Pereguine deutete mit der Hand auf seinen Kleiderschrank.
»Alles, was mir gehört, gehört auch dir«, sagte er theatralisch.
Der Herzog vergeudete keine Zeit. Er zog Pereguines Reithosen an, band sich mit geübter Hand eine steife, weiße Binde um den Hals und schlüpfte in den dunkelgrauen Kordreitrock, der nur von Meisterhand geschneidert worden sein konnte.
»Gott sei Dank haben wir auch die gleiche Schuhgröße«, sagte der Herzog, als er ein Paar Schaftstiefel anzog, die mit Champagner auf Hochglanz poliert worden waren.
»He, nicht so schnell, alter Junge!« protestierte Pereguine. »Das ist mein neuestes Paar. Ich habe sie erst ein einziges Mal getragen.«
»Kaufe dir auf meine Rechnung ein Paar neue«, erwiderte der Herzog.
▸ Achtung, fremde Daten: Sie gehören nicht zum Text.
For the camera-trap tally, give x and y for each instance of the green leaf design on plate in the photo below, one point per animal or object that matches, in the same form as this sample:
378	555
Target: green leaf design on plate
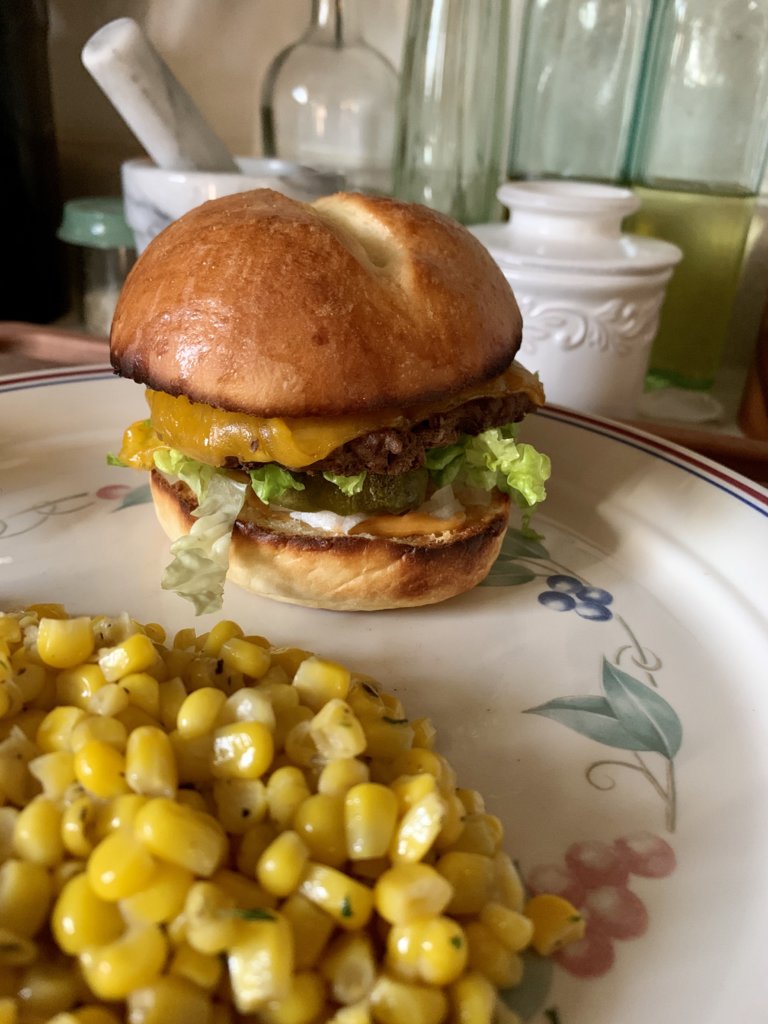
592	717
528	997
138	496
643	712
508	574
520	545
»Das werde ich ganz gewiss tun«, antwortete Pereguine. »Und würdest du nun bitte so freundlich sein und mir sagen, was ich Ihrer Gnaden morgen früh erzählen soll? Sie sah uns zusammensitzen, ehe sie zu Bett ging, und wenn du nicht gefunden wirst, werde ich der erste sein, den sie ins Kreuzverhör nimmt.«
»Du kannst meiner Patin erzählen, ich hätte eine Nachricht erhalten, in der man mir mitteilt, ich würde dringend in militärischen Angelegenheiten gebraucht.«
»Soll ich das deiner Patin erzählen?« fragte Pereguine boshaft.
»Nein, das soll sie selbst merken. Aber dass du es weißt, niemand mehr wird mich zu einer Ehe zwingen können. Niemand wird mich mehr belästigen! Ich habe genug davon! Ich bleibe Junggeselle, da kannst du sicher sein, und die Westacre-Diamanten können von mir aus so lange im Safe liegenbleiben, bis sie schwarz werden.«
Pereguine lachte. Er lachte immer noch, als der Herzog das Zimmer verließ und die Tür ungewöhnlich leise hinter sich schloss. Die Vorstellung, dass Seine Gnaden auf Zehenspitzen den Korridor entlangschlich, um nicht gehört zu werden, brachte Pereguine derartig zum Lachen, dass es einiger Zeit bedurfte, bis er sich beruhigt hatte und sich nun vollends für die Nacht auszog.
In der Zwischenzeit erreichte der Herzog unbehelligt die Stallungen, weckte einen Burschen auf, der einen Knecht wach rüttelte, der wiederum den Stallmeister Seiner Gnaden aus dem Schlaf riss. Nach einiger Zeit, die dem Herzog wie eine äußerst lästige Verzögerung vorkam, war sein bester schwarzer Zuchthengst gesattelt, und nachdem er Anweisungen gegeben hatte, seine übrigen Pferde und den Zweispänner nach London zu bringen, machte sich der Herzog über die Downs auf den Weg.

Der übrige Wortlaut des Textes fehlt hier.